Road reports are available at www.cotrip.org. Citizens can sign up for email and text alerts at www.coloradodot.info.
Drivers can stay safer by:
- Not passing plow trucks on the right. Also, a plow blade may be extended, making it unsafe. Drive slowly and let the plow clear the road for you.
- Always keeping the top half of your gas tank full. It can give you better traction and gives you a bigger margin of error if you get stuck and have to keep the engine running periodically to keep warm.
- If you are stuck in a serious storm, do not leave your car. Run the engine periodically and wait for help. Make sure the tailpipe is clear of snow and ice.

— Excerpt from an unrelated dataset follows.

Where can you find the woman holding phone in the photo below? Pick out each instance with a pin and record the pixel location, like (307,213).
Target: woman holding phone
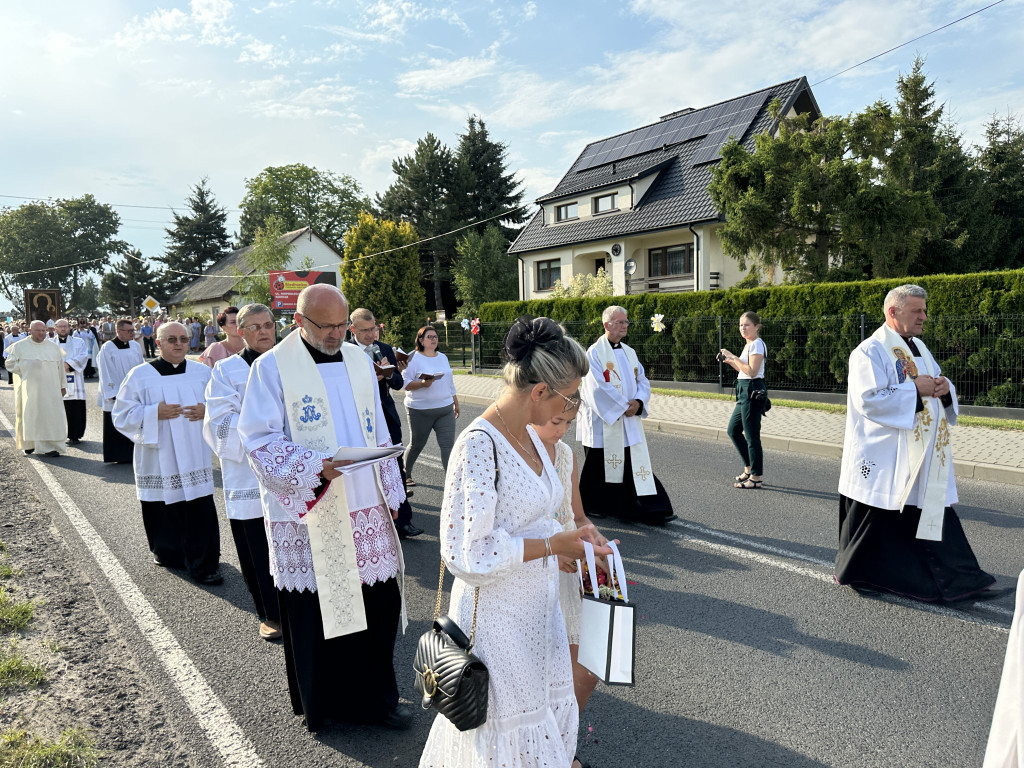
(430,399)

- Carrying blankets, water, a flashlight, a shovel, some nutrition bars or other food for sustenance. Winterize your vehicle's safety kit by including extra blankets, sand to help gain traction in the event you become stuck on ice or snow, jumper cables, an ice scraper and lock de-icer.
- Remembering 4-wheel drive does not mean 4-wheel stop. A 4-wheel drive vehicle will not stop any better in icy conditions, especially if you have inadequate snow tires.
- Being sure of your route. Don't go exploring in the back-country without some local knowledge, especially during a storm or when one is bearing down anywhere near your location.
- Being sure you have good tires. The Colorado State Patrol recommends at least 1/8 of an inch tread depth. Chain restrictions in Colorado are most often put into effect for commercial vehicles (semi-trailer trucks) and do not usually affect passenger vehicles.